Greed. And poor/no regulation of insurance companies.
I run a team of 20, most of us employed precisely because regulation of insurance companies is tight, and the industry takes it seriously. Have a look at Consumer Duty and the FCA's clampdown on Direct Line.
I'm pretty sure their actuarial statistics don't go down to street level, but only down to the out code (First 4 characters of the postcode). And I think they take into account all types of crime.
And more importantly than just crime, they also take into account the general claim history of the area, including the vehicle demographics of those claims. So if your area has a lot of young drivers, making more claims in the low insurance group cars, premiums for those may go up, while higher spec cars may go down relative to other areas.
Address point pricing (house level) has been around for at least the last 15 years. And your second point isn't correct. The models used since the late 1990s have taken great care to strip out second-order effects like that.
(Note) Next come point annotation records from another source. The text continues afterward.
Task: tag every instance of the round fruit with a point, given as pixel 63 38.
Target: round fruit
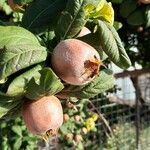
pixel 66 117
pixel 43 116
pixel 75 62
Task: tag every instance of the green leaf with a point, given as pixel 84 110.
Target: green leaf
pixel 127 7
pixel 147 16
pixel 73 18
pixel 18 85
pixel 100 84
pixel 17 129
pixel 112 45
pixel 7 103
pixel 136 18
pixel 17 144
pixel 22 2
pixel 117 1
pixel 13 35
pixel 42 14
pixel 117 25
pixel 17 57
pixel 49 84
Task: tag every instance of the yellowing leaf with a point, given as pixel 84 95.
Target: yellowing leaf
pixel 106 13
pixel 100 5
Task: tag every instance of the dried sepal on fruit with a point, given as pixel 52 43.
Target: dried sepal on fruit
pixel 44 116
pixel 75 62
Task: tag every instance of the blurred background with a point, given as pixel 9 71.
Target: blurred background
pixel 118 119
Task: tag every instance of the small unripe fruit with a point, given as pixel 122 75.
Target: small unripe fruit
pixel 43 115
pixel 75 62
pixel 66 117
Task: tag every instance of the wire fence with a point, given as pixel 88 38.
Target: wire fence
pixel 124 122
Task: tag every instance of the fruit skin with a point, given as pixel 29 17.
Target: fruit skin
pixel 75 62
pixel 84 31
pixel 42 115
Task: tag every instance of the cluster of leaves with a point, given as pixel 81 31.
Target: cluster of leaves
pixel 25 51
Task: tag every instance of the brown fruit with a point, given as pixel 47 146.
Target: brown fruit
pixel 75 62
pixel 66 117
pixel 43 115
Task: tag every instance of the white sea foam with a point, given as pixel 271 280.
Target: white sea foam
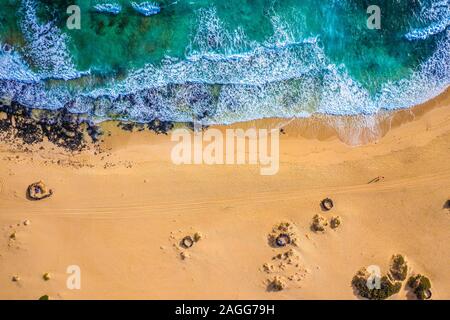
pixel 46 45
pixel 109 8
pixel 226 78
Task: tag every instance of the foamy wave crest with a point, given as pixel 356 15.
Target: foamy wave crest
pixel 12 66
pixel 46 45
pixel 146 8
pixel 438 16
pixel 226 78
pixel 109 8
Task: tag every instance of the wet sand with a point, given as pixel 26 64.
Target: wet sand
pixel 119 211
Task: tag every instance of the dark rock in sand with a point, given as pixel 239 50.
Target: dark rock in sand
pixel 38 191
pixel 421 286
pixel 387 288
pixel 187 242
pixel 282 240
pixel 398 267
pixel 327 204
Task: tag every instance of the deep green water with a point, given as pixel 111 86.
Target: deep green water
pixel 226 61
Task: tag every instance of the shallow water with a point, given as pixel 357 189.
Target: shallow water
pixel 224 61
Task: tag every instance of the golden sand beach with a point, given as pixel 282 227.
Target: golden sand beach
pixel 120 210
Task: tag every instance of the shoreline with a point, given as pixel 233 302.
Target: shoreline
pixel 120 208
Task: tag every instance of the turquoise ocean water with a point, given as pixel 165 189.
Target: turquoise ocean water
pixel 223 61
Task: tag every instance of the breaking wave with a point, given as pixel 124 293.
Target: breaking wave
pixel 224 78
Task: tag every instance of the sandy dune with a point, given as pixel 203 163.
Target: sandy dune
pixel 120 213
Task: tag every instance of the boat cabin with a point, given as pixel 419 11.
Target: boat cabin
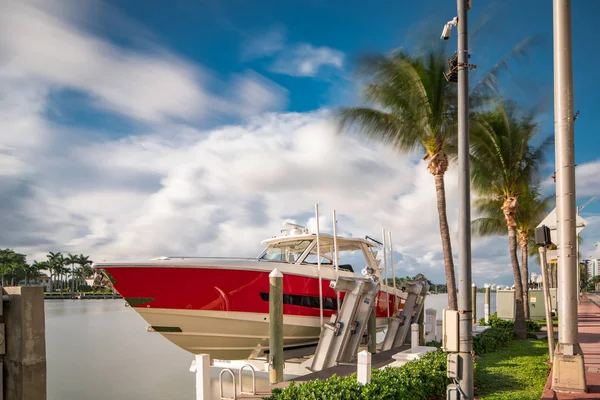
pixel 354 254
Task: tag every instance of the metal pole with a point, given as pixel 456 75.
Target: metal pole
pixel 474 303
pixel 373 331
pixel 336 256
pixel 387 287
pixel 548 302
pixel 319 266
pixel 393 272
pixel 464 209
pixel 275 326
pixel 568 369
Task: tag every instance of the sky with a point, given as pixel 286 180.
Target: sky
pixel 148 128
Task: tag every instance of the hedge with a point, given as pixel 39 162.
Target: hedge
pixel 424 378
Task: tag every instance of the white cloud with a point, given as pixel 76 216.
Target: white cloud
pixel 42 43
pixel 177 190
pixel 587 178
pixel 180 190
pixel 307 60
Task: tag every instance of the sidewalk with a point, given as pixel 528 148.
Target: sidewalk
pixel 588 314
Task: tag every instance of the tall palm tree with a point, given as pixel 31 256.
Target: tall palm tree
pixel 503 163
pixel 415 108
pixel 86 269
pixel 55 263
pixel 532 209
pixel 72 259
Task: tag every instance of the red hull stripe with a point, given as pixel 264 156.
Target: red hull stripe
pixel 218 289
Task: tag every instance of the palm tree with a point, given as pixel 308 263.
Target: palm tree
pixel 503 164
pixel 85 263
pixel 72 259
pixel 532 209
pixel 55 263
pixel 415 109
pixel 32 271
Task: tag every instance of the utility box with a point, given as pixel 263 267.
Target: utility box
pixel 537 305
pixel 505 304
pixel 452 368
pixel 452 392
pixel 450 329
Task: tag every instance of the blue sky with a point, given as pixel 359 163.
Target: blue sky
pixel 127 122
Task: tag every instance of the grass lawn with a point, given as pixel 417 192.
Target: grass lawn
pixel 516 371
pixel 542 324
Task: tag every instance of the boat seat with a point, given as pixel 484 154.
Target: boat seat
pixel 346 267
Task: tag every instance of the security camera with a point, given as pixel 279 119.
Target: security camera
pixel 448 28
pixel 446 31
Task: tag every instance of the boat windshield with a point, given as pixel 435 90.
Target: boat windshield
pixel 351 257
pixel 288 252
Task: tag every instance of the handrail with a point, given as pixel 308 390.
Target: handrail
pixel 393 272
pixel 253 392
pixel 221 385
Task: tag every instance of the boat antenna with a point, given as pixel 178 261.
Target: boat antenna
pixel 373 240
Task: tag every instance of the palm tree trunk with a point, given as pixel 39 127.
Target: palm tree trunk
pixel 440 191
pixel 520 332
pixel 525 280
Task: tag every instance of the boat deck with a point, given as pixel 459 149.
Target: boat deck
pixel 588 314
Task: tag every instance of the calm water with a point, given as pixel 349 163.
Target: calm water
pixel 99 349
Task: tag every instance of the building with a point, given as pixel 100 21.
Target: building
pixel 592 267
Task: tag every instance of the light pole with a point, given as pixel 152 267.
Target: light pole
pixel 568 373
pixel 459 72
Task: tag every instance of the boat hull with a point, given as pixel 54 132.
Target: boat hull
pixel 230 335
pixel 224 311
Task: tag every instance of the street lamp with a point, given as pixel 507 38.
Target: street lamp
pixel 459 72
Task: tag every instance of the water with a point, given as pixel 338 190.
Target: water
pixel 440 301
pixel 99 349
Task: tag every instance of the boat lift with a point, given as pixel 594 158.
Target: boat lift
pixel 341 336
pixel 399 324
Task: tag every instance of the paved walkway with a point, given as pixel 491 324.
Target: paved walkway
pixel 588 314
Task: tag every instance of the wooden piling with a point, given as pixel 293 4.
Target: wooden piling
pixel 275 327
pixel 474 303
pixel 25 358
pixel 487 308
pixel 372 329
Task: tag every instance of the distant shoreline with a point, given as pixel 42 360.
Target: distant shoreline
pixel 85 296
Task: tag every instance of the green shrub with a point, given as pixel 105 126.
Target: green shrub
pixel 424 379
pixel 532 326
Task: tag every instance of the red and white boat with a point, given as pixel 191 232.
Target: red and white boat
pixel 220 306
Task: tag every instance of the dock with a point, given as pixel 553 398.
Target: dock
pixel 588 314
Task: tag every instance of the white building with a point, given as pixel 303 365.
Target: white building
pixel 592 267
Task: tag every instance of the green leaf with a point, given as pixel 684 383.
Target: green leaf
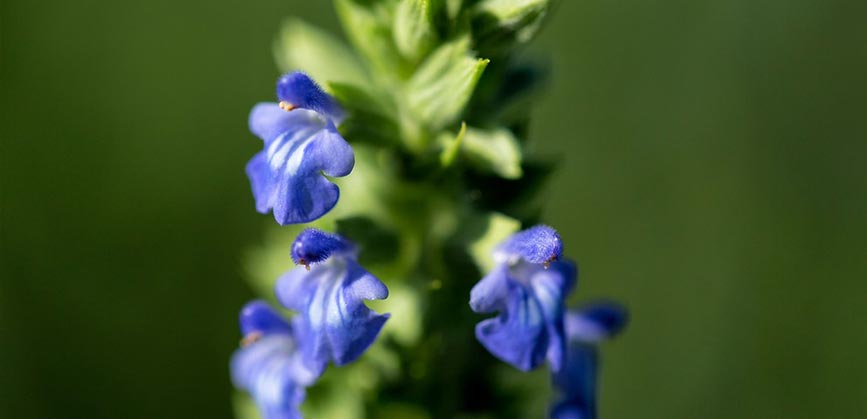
pixel 414 32
pixel 439 91
pixel 498 228
pixel 451 146
pixel 368 24
pixel 301 46
pixel 506 21
pixel 496 151
pixel 371 114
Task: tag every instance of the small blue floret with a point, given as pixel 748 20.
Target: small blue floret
pixel 540 244
pixel 314 246
pixel 298 90
pixel 329 298
pixel 301 147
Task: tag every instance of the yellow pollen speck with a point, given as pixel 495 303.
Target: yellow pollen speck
pixel 250 339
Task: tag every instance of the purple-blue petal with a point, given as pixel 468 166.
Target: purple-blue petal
pixel 259 317
pixel 539 244
pixel 330 299
pixel 272 372
pixel 298 89
pixel 287 177
pixel 576 381
pixel 267 120
pixel 529 299
pixel 313 246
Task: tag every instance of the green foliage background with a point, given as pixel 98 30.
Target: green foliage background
pixel 713 177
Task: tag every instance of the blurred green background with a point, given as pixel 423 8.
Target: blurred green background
pixel 714 178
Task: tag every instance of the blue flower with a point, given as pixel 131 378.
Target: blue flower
pixel 577 379
pixel 329 294
pixel 527 287
pixel 302 146
pixel 269 366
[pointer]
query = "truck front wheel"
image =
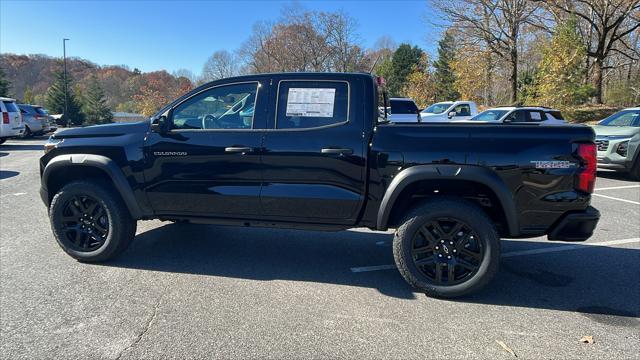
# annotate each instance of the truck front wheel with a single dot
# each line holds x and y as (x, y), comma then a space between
(90, 222)
(447, 247)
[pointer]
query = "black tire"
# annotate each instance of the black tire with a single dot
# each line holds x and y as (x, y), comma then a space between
(100, 239)
(27, 133)
(476, 244)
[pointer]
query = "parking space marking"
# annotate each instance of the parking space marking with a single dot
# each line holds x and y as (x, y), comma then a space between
(619, 187)
(519, 253)
(614, 198)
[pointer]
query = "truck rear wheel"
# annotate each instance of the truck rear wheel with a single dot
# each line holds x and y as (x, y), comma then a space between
(90, 222)
(447, 247)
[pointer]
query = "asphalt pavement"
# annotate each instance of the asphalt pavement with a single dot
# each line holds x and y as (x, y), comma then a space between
(221, 292)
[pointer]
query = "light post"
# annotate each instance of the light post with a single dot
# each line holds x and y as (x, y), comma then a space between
(64, 61)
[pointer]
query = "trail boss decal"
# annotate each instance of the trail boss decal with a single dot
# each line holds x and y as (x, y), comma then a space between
(170, 153)
(552, 164)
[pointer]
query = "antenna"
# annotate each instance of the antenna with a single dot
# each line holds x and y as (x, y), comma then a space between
(375, 63)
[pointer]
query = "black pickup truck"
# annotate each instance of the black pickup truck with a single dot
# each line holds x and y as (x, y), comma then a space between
(312, 151)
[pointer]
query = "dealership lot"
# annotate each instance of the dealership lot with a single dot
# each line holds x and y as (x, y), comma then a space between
(213, 291)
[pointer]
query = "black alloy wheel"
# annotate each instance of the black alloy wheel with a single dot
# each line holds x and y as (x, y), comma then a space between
(85, 223)
(447, 251)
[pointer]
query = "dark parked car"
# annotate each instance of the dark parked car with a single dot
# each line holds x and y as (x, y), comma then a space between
(310, 151)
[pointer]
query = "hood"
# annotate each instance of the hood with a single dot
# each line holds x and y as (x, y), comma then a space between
(107, 130)
(617, 131)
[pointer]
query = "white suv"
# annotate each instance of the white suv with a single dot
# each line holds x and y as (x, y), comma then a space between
(11, 125)
(529, 115)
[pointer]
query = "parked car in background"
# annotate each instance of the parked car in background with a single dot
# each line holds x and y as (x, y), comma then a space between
(449, 111)
(36, 120)
(403, 110)
(618, 141)
(12, 125)
(533, 115)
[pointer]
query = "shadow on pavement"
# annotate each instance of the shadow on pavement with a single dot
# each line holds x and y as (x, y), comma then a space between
(615, 175)
(5, 174)
(593, 280)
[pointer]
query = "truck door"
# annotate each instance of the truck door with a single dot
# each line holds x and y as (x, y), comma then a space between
(314, 152)
(208, 163)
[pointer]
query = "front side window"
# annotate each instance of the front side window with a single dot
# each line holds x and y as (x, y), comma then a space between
(489, 115)
(516, 116)
(623, 118)
(310, 104)
(223, 107)
(463, 110)
(437, 108)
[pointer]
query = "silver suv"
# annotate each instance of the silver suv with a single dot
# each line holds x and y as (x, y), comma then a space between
(618, 140)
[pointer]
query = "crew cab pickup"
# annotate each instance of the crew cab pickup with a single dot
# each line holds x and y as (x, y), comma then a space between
(311, 151)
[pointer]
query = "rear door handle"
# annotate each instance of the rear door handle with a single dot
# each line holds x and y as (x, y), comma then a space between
(237, 149)
(337, 151)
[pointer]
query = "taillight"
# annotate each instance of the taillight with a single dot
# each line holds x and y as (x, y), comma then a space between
(587, 173)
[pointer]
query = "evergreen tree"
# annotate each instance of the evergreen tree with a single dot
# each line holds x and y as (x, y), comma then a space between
(5, 85)
(405, 59)
(27, 98)
(55, 100)
(95, 108)
(444, 76)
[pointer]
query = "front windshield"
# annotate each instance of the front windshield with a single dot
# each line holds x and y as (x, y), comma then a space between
(437, 108)
(623, 118)
(490, 115)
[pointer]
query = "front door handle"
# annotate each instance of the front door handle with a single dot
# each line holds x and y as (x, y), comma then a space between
(237, 149)
(337, 151)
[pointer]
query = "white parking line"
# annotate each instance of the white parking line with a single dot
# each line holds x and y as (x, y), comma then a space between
(614, 198)
(619, 187)
(520, 253)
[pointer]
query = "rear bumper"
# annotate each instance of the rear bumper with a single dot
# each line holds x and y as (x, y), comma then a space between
(575, 225)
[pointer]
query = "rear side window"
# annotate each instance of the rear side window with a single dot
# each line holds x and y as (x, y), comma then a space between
(403, 107)
(11, 106)
(556, 115)
(537, 116)
(311, 104)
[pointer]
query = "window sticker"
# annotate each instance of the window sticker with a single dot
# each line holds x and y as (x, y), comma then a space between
(535, 115)
(311, 102)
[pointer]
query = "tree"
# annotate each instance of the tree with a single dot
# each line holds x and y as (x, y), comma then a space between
(55, 99)
(95, 107)
(495, 24)
(420, 84)
(562, 69)
(27, 98)
(472, 81)
(5, 85)
(221, 64)
(444, 77)
(405, 58)
(608, 22)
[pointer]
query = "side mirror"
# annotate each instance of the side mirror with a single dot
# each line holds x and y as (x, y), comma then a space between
(160, 125)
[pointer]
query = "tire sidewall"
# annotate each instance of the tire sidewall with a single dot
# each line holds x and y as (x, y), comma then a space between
(474, 218)
(56, 209)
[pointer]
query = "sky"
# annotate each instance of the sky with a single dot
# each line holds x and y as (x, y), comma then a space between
(172, 35)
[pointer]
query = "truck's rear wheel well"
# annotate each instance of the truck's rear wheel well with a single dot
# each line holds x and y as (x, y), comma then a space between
(480, 194)
(61, 177)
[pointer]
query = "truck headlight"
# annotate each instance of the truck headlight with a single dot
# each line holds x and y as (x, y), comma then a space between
(622, 149)
(51, 144)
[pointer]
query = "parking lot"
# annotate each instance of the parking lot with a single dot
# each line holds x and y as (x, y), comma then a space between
(214, 291)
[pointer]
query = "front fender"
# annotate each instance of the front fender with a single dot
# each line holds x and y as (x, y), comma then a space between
(476, 174)
(98, 161)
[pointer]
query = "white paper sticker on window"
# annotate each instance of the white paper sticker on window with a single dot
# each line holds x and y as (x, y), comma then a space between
(535, 115)
(311, 102)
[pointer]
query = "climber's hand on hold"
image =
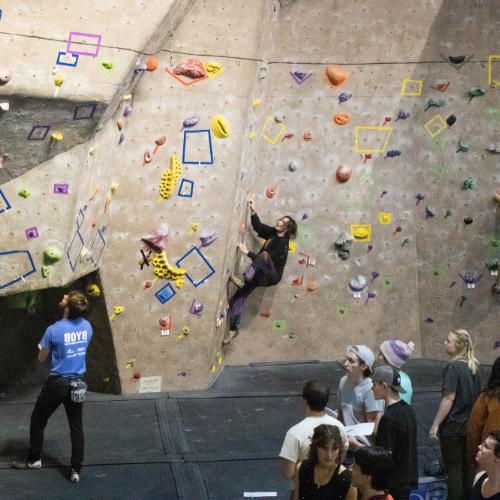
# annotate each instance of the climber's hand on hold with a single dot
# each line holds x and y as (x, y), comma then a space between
(251, 205)
(242, 248)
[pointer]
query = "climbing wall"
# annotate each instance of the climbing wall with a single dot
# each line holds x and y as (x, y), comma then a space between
(380, 137)
(138, 147)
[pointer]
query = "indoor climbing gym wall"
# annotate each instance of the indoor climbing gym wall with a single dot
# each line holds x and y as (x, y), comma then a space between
(132, 138)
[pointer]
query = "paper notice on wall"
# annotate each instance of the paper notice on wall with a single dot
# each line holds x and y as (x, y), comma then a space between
(259, 494)
(150, 384)
(365, 429)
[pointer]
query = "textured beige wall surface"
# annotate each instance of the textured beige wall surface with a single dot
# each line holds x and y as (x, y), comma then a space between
(418, 290)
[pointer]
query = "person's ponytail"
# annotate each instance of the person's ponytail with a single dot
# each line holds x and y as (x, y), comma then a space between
(465, 349)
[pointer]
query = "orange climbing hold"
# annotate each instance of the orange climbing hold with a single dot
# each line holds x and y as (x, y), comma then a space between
(336, 76)
(151, 64)
(343, 173)
(312, 285)
(271, 192)
(341, 118)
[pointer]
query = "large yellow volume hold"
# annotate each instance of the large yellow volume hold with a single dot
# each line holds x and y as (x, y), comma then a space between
(163, 269)
(220, 127)
(170, 177)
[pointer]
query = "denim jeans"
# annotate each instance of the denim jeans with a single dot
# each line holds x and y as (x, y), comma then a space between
(460, 473)
(56, 391)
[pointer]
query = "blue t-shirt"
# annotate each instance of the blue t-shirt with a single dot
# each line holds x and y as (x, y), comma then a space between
(406, 384)
(67, 340)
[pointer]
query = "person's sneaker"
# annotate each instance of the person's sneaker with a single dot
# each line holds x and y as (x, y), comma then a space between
(24, 464)
(74, 477)
(229, 335)
(237, 281)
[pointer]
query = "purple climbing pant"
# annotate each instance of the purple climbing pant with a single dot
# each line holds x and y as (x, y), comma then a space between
(260, 273)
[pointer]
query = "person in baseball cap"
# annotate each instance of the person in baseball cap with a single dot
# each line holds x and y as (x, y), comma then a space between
(396, 353)
(396, 431)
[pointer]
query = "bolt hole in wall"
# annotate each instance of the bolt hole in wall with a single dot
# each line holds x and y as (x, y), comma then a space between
(24, 318)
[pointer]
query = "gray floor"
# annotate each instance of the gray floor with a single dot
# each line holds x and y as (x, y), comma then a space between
(214, 444)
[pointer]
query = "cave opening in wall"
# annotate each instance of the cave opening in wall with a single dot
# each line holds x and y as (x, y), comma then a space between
(24, 318)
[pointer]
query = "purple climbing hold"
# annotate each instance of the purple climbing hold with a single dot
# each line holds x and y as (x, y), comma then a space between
(343, 97)
(429, 213)
(451, 120)
(471, 277)
(190, 122)
(402, 115)
(393, 153)
(371, 295)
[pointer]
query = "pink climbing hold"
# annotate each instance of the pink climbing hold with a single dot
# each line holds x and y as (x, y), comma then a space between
(192, 68)
(343, 173)
(5, 76)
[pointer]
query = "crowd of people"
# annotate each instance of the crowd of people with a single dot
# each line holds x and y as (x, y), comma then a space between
(367, 448)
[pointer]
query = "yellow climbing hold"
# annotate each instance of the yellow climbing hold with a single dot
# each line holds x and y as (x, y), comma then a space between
(220, 127)
(163, 269)
(213, 68)
(361, 232)
(116, 311)
(170, 177)
(57, 136)
(93, 290)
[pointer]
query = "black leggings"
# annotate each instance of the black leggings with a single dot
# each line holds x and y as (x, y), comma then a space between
(56, 391)
(260, 273)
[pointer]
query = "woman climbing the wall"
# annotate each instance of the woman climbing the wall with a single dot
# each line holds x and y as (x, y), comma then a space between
(266, 268)
(461, 387)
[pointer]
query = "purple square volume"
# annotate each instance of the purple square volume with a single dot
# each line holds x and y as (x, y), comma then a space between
(38, 132)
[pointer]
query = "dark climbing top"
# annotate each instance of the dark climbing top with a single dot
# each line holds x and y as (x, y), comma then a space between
(276, 246)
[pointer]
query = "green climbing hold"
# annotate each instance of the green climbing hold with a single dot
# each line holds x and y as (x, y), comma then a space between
(46, 271)
(469, 183)
(51, 255)
(493, 264)
(462, 147)
(435, 103)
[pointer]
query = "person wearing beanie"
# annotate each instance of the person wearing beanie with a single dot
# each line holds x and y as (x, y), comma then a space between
(396, 353)
(357, 404)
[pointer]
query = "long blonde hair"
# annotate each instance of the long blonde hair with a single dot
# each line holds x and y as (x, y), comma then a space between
(465, 348)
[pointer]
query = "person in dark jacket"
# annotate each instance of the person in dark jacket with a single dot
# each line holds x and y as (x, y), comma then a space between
(267, 264)
(397, 431)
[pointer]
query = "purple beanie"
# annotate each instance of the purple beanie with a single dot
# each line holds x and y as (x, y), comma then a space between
(397, 352)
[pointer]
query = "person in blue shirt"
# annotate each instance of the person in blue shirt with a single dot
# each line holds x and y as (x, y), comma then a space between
(66, 342)
(396, 353)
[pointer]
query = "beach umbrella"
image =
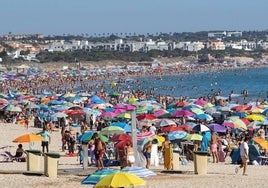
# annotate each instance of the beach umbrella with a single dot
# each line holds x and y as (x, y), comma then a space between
(262, 142)
(143, 135)
(59, 115)
(122, 143)
(194, 137)
(200, 102)
(217, 128)
(239, 114)
(255, 117)
(124, 115)
(200, 128)
(96, 176)
(181, 113)
(160, 139)
(160, 112)
(87, 136)
(171, 128)
(141, 172)
(28, 138)
(204, 116)
(165, 122)
(146, 117)
(177, 135)
(75, 112)
(31, 105)
(240, 124)
(12, 108)
(108, 114)
(3, 103)
(197, 111)
(120, 179)
(253, 124)
(210, 110)
(118, 137)
(112, 130)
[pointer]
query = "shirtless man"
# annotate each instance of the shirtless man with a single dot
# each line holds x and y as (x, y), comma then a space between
(99, 150)
(147, 153)
(214, 147)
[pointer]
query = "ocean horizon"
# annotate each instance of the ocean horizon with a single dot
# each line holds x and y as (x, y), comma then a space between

guidelines should be clear and transparent and act across all companies. I accept a price hike if I've made a claim and I was at fault. I don't accept that someone else in the same position with a different company does not have to pay anything more than they did last year
Some countries previously had the sort of system you advocate. Almost universally they have moved to the current free market system because it's perceived as fairer, it takes out cost for consumers and encourages better driving.
If you, personally, had to cover the potential costs of repairing the damage caused by a random seventeen year old in a car how much would you want to charge? Bear in mind you could be liable for tens or hundreds of thousands of pounds, worst case.
Tens of millions. The most expensive claim I'm aware of in the UK was the Selby rail crash, which cost about £50m. A claim of £10m+ is easy to imagine - a 20year-old driving four mates who crashes into another car with four young people. Everyone left in electric wheelchairs in need of 24-hour carefor the rest of their natural lives.
My point was to the OP that it doesn't seem fair (to him) that a new driver has to pay £4k per year to insure a car but that's just how it is given the cost of claims made.
Yup. Insurance companies in aggregate make almost nothing from motor insurance - obviously some firms do or nobody would sell it. Distributors make a few tens of pounds per policy. The overwhelming bulk of premiums go in claims.